Thursday, January 5, 2012

Pharmacological Treatment in Patients with Coronary Heart Disease

Low-dose aspirin.

From various studies have shown that aspirin is still the main drug for the prevention of thrombosis. Meta-analysis showed that a dose of 75-150 mg have similar effectiveness when compared with larger doses. Recommended for all patients were given aspirin except when contraindicated found. In addition aspirin is also recommended given the long term, but keep in mind the side effects of gastrointestinal irritation, bleeding and allergies. Cardioaspirin provide a more minimal side effects compared with other aspirin.

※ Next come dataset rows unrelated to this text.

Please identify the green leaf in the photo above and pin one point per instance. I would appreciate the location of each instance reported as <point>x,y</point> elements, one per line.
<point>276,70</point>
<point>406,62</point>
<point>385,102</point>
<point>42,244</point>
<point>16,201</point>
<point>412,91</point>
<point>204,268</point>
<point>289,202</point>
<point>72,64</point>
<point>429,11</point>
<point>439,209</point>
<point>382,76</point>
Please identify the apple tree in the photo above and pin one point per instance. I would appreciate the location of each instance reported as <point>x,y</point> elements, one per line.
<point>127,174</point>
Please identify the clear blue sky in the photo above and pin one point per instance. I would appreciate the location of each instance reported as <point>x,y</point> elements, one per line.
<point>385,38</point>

   Clopidogrel dan Ticlopidine Thienopyridine

an ADP antagonist and inhibits platelet aggregation. Clopidogrel is more indicated in patients with aspirin resistance or intelorensi against. AHA / ACC guidelines include a combination of aspirin and clopidogrel should be given to patients with stent implantation, more than 1 month for bare metal stent, 3 months for sirolimus eluting stents, and over 6 months for paclitaxel-eluting stents.

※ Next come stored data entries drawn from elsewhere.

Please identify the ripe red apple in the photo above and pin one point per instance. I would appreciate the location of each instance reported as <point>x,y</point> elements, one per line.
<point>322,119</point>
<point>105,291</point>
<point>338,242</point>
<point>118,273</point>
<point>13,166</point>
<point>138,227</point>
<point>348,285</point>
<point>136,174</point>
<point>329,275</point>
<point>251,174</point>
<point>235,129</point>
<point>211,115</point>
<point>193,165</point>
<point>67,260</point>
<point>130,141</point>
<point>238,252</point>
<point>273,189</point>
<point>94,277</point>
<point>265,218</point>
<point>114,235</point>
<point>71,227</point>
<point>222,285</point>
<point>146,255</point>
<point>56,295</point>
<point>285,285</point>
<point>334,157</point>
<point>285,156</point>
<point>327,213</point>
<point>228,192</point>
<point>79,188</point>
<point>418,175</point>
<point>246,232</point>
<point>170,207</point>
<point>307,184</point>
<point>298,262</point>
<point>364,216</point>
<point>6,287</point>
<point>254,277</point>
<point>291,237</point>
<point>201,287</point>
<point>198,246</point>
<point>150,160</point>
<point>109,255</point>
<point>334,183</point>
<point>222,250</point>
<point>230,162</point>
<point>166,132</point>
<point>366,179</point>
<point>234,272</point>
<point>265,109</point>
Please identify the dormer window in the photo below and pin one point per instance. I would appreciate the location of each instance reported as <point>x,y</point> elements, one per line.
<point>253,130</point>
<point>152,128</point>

  Cholesterol-lowering drugs

Treatment with statins are used to reduce the risks to both primary prevention and secondary prevention. Various studies have shown that statins can reduce complications by 39% (Heart Protection Study), Ascott-LLA atorvastatin for primary prevention of coronary heart disease in post-hypertension. Than as a cholesterol-lowering statins also have other mechanisms (pleiotropic effect) that can act as an anti-inflammatory, anti-thrombotic and others. Giving atorvastasin 40 mg for one week can reduce the myocardial damage caused by the action. The target reduction in LDL cholesterol is <100 mg / dl and in patients at high risk. Patients with coronary heart disease is recommended lowering LDL cholesterol <70 mg / dl.

  ACE-Inhibitor/ARB

The role of ACE-I as a cardio protection for secondary prevention in patients with coronary heart disease has been demonstrated from various studies ai, HOPE study, EUROPE study and others. If intolerance to ACE-I can be replaced with ARB.

  Nitrate

Nitrate is generally recommended, because nitrate has venodilator effect, so that myocardial preload and left ventricular end volume decreases and thus the amount of myocardial oxygen consumption also decreases. Nitrates also dilate blood vessels to be normal and atherosclerotic experience. Raising the collateral blood flow and inhibits platelet aggregation. When an attack of angina does not respond to short-term nitrate, then be aware of the existence of myocardial infarction. Side effects of this drug are headache and flushing.